The first arc, the current arc, consists of the early adventures of Rose Thyme and Gina Green, the main characters, along with their mentor, Kaia Attwater, as they travel Kanto, pick up badges, smack down some Team Rocket, and learn Important Life Lessons. The second planned arc will deal with Rose and Gina several years later as they accompany Rose's younger cousin and a couple others around Johto in the midst of a potential civil war.
There might even be There will be a third arc set in Hoenn, although all I can say without spoiling basically everything that hasn't yet happened in the comic is that to say it that it's based "loosely" on the RSE generation would be generous.
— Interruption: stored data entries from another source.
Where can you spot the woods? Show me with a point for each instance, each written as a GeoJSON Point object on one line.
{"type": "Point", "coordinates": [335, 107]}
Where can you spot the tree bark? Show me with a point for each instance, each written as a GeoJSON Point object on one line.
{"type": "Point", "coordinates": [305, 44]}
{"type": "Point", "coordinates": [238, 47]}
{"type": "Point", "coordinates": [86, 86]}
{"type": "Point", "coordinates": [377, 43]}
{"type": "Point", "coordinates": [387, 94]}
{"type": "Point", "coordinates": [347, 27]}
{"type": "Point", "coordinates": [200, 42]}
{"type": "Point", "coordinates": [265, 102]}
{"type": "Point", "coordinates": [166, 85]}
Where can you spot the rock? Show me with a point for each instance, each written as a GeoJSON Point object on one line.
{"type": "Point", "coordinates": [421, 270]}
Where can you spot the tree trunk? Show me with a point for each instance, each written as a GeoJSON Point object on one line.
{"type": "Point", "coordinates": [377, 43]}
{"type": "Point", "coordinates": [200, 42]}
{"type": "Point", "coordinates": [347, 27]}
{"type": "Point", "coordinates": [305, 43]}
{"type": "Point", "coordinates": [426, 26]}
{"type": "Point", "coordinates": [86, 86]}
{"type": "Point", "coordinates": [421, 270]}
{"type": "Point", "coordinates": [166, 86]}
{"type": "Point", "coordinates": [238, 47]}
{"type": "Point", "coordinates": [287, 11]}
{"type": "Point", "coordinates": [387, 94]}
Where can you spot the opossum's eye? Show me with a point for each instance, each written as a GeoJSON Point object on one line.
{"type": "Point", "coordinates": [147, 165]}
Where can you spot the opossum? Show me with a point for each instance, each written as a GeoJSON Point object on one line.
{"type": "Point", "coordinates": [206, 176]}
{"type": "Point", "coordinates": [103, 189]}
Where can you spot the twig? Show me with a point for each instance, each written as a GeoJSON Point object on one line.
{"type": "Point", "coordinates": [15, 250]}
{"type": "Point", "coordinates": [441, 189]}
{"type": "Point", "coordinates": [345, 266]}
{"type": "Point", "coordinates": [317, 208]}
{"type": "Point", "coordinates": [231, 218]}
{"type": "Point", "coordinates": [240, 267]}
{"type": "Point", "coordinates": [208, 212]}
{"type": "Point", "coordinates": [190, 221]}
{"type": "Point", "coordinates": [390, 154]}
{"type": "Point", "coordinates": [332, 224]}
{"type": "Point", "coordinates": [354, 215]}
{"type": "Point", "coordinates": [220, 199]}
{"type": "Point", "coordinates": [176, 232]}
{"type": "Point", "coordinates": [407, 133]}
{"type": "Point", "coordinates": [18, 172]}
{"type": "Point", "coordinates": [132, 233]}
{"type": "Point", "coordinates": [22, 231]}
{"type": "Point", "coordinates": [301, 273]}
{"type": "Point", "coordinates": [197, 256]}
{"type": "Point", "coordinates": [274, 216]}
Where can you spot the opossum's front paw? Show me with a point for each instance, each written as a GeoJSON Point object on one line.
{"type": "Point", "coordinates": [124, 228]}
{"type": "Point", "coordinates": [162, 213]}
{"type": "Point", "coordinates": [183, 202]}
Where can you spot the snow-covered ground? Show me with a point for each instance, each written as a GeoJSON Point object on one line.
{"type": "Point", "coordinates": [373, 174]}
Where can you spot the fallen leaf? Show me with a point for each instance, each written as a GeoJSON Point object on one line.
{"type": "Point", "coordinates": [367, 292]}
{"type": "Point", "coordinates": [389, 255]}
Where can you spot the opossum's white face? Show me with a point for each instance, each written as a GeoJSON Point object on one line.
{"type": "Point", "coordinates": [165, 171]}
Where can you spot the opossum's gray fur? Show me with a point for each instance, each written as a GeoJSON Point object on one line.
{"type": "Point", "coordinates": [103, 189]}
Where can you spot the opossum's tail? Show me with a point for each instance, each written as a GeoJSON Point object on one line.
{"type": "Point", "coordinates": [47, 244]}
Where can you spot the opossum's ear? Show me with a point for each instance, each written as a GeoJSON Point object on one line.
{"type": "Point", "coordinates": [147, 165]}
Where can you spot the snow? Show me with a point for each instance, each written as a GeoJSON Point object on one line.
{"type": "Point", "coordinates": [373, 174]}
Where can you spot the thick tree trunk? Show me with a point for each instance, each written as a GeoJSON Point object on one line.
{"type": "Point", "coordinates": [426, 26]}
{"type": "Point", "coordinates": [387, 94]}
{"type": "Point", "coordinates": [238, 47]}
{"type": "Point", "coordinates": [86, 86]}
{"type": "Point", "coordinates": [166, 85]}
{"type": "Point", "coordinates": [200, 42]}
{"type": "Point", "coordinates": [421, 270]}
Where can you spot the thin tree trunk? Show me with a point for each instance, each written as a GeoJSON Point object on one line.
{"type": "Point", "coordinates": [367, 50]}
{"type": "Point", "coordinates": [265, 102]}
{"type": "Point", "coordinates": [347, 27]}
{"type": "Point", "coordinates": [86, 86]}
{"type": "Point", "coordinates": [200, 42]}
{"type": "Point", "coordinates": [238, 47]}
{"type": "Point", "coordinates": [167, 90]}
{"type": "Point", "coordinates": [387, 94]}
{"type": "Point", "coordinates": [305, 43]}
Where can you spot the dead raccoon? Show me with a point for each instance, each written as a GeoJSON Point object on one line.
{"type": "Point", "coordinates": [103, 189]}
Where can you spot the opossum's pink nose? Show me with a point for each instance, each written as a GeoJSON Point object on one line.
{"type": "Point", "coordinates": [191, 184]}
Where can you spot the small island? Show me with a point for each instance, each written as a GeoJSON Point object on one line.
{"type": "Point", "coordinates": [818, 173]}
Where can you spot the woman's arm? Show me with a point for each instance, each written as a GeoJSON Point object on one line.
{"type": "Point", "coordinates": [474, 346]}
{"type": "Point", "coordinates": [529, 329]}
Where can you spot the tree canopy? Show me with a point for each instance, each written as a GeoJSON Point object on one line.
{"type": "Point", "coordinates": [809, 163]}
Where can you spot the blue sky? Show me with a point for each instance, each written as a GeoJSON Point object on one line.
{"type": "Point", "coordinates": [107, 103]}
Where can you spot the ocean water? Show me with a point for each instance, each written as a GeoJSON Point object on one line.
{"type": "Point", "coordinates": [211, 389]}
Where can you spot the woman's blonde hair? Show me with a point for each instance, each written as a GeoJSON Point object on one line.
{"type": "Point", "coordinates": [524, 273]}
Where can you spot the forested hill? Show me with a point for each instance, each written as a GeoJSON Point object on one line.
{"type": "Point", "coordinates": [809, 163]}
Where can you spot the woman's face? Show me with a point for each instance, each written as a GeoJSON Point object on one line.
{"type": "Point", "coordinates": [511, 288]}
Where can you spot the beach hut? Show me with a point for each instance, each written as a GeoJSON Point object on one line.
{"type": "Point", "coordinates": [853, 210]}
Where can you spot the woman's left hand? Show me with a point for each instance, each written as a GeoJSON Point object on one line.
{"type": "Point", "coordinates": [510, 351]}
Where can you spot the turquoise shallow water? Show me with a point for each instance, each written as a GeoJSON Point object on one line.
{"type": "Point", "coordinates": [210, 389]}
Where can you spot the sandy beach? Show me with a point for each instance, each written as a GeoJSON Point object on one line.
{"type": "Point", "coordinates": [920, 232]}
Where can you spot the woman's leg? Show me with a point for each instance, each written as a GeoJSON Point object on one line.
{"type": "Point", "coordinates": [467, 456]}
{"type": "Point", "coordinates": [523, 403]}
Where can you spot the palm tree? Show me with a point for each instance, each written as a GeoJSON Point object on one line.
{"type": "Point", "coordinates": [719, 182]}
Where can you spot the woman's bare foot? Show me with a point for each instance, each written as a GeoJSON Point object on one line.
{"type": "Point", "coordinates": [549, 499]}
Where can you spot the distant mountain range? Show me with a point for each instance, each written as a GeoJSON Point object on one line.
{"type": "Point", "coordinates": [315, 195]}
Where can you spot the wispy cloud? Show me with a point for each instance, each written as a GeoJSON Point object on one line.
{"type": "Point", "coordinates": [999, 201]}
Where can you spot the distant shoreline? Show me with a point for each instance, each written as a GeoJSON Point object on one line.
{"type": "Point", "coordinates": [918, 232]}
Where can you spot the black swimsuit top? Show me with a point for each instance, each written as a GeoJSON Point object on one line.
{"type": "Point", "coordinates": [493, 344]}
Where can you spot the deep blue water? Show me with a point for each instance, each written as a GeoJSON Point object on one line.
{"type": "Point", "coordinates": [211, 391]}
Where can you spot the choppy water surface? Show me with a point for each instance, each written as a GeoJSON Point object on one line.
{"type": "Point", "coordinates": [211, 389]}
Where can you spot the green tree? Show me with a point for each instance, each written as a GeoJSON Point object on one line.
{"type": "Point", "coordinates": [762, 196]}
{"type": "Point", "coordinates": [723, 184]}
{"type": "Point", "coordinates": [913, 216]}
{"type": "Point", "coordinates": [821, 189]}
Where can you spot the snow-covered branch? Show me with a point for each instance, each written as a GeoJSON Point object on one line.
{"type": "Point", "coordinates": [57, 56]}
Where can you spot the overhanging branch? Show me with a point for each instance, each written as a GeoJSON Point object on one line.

The origin of this comic is a long, crazy, and generally bad story. Literally. As an eleven-year-old, I had just gotten my very own GameBoy and Poké Yellow. Being a creative sort, I decided that it would be really fun to write a story about a bunch of girls who went on a Pokémon adventure together and followed the storyline of the game. There were ten of them. Ten, I ask you.
Needless to say, it was really, really terrible, and I can't stand to look at it for more than ten seconds at a time these days without wincing or feeling a bit faint. However, I couldn't let it lie, and decided that I couldn't possibly stand to have something that heinous on my conscience without re-writing it. So I re-wrote. And re-wrote. And re-wrote some more. Until one day when I decided it would be easier and more workable as a comic... and here we are.
The comic has gone through a lot of phases of media used for making it. I currently make the pages by drawing them out on 150lb drawing paper, and then inking the lines with Higgins ink and a Speedball nib drawing pen. I then scan the pages into Photoshop, adjust the levels, and import it into Manga Studio, where I add tones, text, and word balloons.
In the past I've gone from doing all the pages in plain pencil (up through the middle of Chapter 5) to inking just the lines with a felt-tip pen (Chapter 5), to drawing lineart and toning it in Photoshop (Chapters 5 and 6) to doing the comic entirely digitally (Chapters 6 and 7).
Above all, this is a practice for my drawing skills, so I welcome any tips that visitors might have re: my artwork and making it better!